I'll simply note that this trial is likely to last a few weeks -- and when the case is handed to the jury -- we will let you know. I'll not do any more day-by-day reporting on it, unless something truly jaw-slacking occurs. [Here is a bit of background on it, for a more complete look at the issue.]

From the New Jersey Star Ledger, this evening, then:

. . . .Researchers said in 2010 that Fosamax and competing bone-loss drugs may be linked to increased risks of thigh-bone fractures. As many as 94 percent of 310 patients who had an uncommon type of fracture to the thigh bone were also taking a bisphosphonate-based drug, according a September 2010 report in the Journal of Bone and Mineral Research. Most had taken the medicine for more than five years, according to the report.
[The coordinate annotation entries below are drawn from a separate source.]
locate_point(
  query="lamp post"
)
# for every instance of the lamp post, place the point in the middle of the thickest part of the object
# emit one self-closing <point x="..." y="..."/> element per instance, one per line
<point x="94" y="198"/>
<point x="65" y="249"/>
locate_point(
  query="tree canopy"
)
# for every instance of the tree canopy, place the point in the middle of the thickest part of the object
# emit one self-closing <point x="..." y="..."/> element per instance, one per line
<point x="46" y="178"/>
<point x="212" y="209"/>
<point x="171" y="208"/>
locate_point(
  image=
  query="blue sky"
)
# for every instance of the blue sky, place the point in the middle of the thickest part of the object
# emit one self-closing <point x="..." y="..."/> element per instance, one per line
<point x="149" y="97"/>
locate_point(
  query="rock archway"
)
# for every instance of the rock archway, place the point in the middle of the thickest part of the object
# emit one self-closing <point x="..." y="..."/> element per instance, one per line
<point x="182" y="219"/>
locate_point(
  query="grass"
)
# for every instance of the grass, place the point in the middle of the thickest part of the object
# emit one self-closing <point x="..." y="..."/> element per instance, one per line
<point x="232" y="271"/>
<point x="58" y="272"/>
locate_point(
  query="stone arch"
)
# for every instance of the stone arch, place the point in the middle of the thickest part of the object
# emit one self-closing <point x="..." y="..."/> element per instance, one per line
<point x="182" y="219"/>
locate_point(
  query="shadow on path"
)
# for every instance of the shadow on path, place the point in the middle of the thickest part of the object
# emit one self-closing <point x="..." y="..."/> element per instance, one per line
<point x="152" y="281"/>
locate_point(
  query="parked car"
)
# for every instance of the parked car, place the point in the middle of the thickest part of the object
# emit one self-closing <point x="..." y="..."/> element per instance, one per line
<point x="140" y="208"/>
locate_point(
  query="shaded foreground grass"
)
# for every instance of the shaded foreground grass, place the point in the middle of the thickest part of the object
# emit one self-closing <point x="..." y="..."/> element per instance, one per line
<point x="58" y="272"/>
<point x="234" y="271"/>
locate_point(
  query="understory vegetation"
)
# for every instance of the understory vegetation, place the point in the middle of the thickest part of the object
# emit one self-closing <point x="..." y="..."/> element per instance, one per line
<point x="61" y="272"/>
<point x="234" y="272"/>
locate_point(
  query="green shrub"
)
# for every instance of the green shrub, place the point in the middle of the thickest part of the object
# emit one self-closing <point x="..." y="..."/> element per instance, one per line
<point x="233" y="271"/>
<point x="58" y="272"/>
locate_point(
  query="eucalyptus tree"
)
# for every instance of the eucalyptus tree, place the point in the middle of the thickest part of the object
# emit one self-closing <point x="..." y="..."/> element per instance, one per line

Su, who lives outside New Brunswick, is a retired computer-systems analyst who took Fosamax for more than five years starting in June 2003, according to court filings. She suffered a broken right femur in 2009 and doctors later that year inserted a metal rod in her left femur to deal with stress fractures, according to the filings. . . .


Stay tuned.

I Am Adding 6 MORE Months To The IMPROVE-IT "Countdown Clock" (At Left Margin). . .


It will now complete in September of 2014 -- and results won't be known until near the end of the year 2014. And it may even be after that, as I've always said -- it may take months to discern what small effect is there, among the 18,000 patients.

I will take a moment to point out that ever since mid-2008, I alone have been reporting that there was no way legacy Schering-Plough could get definitive outcome results as early as Ex-CEO "Fast" Fred Hassan was telling Wall Street. And that was before the trial had to be "super-sized" (increasing the patient count to over 18,000), in order to see a statistically-significant outcome. [Here is the clinicaltrials.gov webpage for the IMPROVE-IT study, with a listing of the background history -- including changes to the trial design, at least as to the n studied.]

So, back when everyone inside Schering-Plough was predicting a 2011 read-out of IMPROVE-IT, I prepared the graphic at right, and started my 2014 countdown clock, at left.

On the Yahoo! stock chatboards, I took some abuse for these views -- and I welcomed it then, just as I am laughing now.

Why? Because, in my opinion, the effects to be seen (or not seen) in IMPROVE-IT (rate of CV events) are going to be very small -- if they exist at all. We need to see about 5,250 clinical endpoints (CV events) in the population of about 18,000 patients -- then we will see whether the Vytorin® treatment arm fared better than the overall population. Was the rate of strokes, heart-attacks, and other CV events reduced to a statistically-significant level, in patients taking Merck's drug? That is the question of the day.

So, honestly, I am laughing at the traders in the NASDAQ premarket this morning who are bidding Merck up five percent, due to this news. If it appears in late 2014, the effect seen in favor of Vytorin will be very small. Not worth a five percent pop, on a $50 billion per year company, today.  That's silly.

Let's see where the NYSE settles in at open. In the mean time, here's a bit of the Bloomberg story:

. . . .Vytorin, with $1.7 billion in sales last year, combines a generic cholesterol drug with Merck’s cholesterol drug Zetia, which generated $2.6 billion in revenue. Investors have been watching the trial after researchers found in 2008 that Vytorin may not provide a heart benefits.
The announcement “suggests no safety issues,” said Mark Schoenebaum, an analyst with ISI Group in New York, in a note to clients. “If Zetia, Vytorin were unsafe, would you be comfortable waiting another 18 months to look at the data?”. . . .
Again, as I have repeatedly-said, I do believe a null- or nearly-null-result in IMPROVE-IT is priced into Merck's stock at this time -- so a small pop would be logical, if a small effect is seen in favor of Vytorn, after the study is published. But anyone who thinks this is going to be a category killer, post IMPROVE-IT -- is, frankly, delusional. Just my $0.02.